Verbrennungsmotoren stoßen Stickoxide und Feinstaub aus, beides ist schädlich für die Gesundheit. Die Folgen reichen von Schleimhautreizungen über lokale Entzündungen bis zu Veränderungen der Herzfrequenz.

Je kleiner die Partikel, desto gefährlicher sind sie, weil sie bis in die Lungenbläschen gelangen können – ultrafeine Partikel können sich sogar im Blutkreislauf niederlassen.

Aber nicht nur der Straßenverkehr sorgt für Luftverschmutzung in den Städten, sondern auch private Öfen oder Heizungen sowie die Industrie.

Die EU hat 2005 Grenzwerte festgesetzt, die jedoch immer noch regelmäßig überschritten werden. Insgesamt geht die Belastung laut Umweltbundesamt aber seit 1990 zurück. (taz)

Das könnte auch im öffentlichen Nahverkehr zu Problemen führen, denn auch die Busse der BSAG fahren mit Diesel. Bei einem allgemeinen Fahrverbot fielen die ebenfalls aus. „Die BSAG will ihre Flotte aber langfristig umstellen, und sie tut auch etwas dafür“, sagt Wietschorke.

Ein wesentlicher Verursacher von Luftverschmutzung bleibt der innerstädtische Lieferverkehr. Der Bremer BUND fordert eine Umstellung der Belieferung der Innenstadt auf emissionsfreie Fahrzeuge. Bislang fahren die großen 40-Tonner bis zum Güterverkehrszentrum, von wo die Waren auf kleinere LKW verteilt zum Bestimmungsort gebracht werden. Hier, so eine Idee des BUND, könnte man entweder auf Elektro-LKW umsatteln oder sogar noch besser: Das Verkehrszentrum endlich an das Straßenbahnnetz anschließen.

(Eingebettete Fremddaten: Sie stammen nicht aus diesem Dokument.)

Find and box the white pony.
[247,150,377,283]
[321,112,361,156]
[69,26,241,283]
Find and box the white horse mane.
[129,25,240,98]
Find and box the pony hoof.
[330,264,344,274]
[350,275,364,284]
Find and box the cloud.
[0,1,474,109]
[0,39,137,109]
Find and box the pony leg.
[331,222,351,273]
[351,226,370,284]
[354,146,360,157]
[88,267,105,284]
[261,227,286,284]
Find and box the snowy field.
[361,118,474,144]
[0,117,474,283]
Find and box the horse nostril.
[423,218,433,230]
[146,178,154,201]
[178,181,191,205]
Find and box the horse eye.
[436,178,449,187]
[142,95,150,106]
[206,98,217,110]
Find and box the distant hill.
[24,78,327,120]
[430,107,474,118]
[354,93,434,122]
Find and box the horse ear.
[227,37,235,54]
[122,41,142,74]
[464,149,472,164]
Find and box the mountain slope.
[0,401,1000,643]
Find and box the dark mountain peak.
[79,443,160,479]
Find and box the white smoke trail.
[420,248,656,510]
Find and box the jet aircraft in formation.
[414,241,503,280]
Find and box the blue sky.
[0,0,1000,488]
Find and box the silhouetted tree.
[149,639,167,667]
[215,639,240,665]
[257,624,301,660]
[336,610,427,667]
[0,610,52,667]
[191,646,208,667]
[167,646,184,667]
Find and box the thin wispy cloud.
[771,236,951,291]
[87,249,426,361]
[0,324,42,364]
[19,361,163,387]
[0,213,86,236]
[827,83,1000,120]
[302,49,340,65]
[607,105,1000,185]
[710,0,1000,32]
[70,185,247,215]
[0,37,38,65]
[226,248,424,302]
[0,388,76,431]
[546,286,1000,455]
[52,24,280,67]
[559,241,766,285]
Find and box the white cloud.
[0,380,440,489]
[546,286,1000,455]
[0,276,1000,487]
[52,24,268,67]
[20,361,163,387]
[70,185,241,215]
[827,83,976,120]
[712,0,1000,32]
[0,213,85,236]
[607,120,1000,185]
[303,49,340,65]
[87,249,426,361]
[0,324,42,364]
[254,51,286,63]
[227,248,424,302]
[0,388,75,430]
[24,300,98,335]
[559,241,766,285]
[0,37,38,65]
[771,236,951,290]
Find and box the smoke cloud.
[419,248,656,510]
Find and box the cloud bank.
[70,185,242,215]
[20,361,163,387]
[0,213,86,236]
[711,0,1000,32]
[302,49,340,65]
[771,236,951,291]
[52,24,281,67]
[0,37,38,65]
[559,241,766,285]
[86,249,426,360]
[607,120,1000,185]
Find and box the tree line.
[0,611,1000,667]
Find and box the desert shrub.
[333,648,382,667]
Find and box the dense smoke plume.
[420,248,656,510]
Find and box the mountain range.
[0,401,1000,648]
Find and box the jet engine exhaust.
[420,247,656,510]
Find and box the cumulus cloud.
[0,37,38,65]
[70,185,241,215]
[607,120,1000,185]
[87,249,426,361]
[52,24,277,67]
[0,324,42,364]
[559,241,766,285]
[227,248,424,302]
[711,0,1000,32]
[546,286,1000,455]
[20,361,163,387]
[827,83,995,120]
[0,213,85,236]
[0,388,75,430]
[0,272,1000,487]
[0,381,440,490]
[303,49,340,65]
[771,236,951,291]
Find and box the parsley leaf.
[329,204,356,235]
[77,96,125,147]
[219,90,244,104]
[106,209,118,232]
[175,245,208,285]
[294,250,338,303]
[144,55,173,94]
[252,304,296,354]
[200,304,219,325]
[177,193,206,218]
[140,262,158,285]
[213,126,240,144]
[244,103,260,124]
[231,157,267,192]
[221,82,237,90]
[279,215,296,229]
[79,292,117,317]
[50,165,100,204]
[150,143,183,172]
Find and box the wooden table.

Tatsächlich beginnen in wenigen Wochen Gespräche zu der Frage, wie auch in Bremen öffentlicher Nahverkehr zur Warenauslieferung eingesetzt werden kann. „Wir schauen uns das sehr intensiv an“, sagt Jens Tittmann. Ein Modellprojekt in Dresden macht es vor: Dort transportiert eine von Volkswagen finanzierte Straßenbahn die benötigten Teile für die Produktion vom Bahnhof bis zum Werk. Warum nicht auch bei Mercedes? Dort äußerte man sich bis Redaktionsschluss noch nicht. Aber wenn das Bremer Werk demnächst das erste Elektro-Auto mit Stern produziert, wäre die emissionsfreie Anlieferung der Teile ein wichtiger Schritt.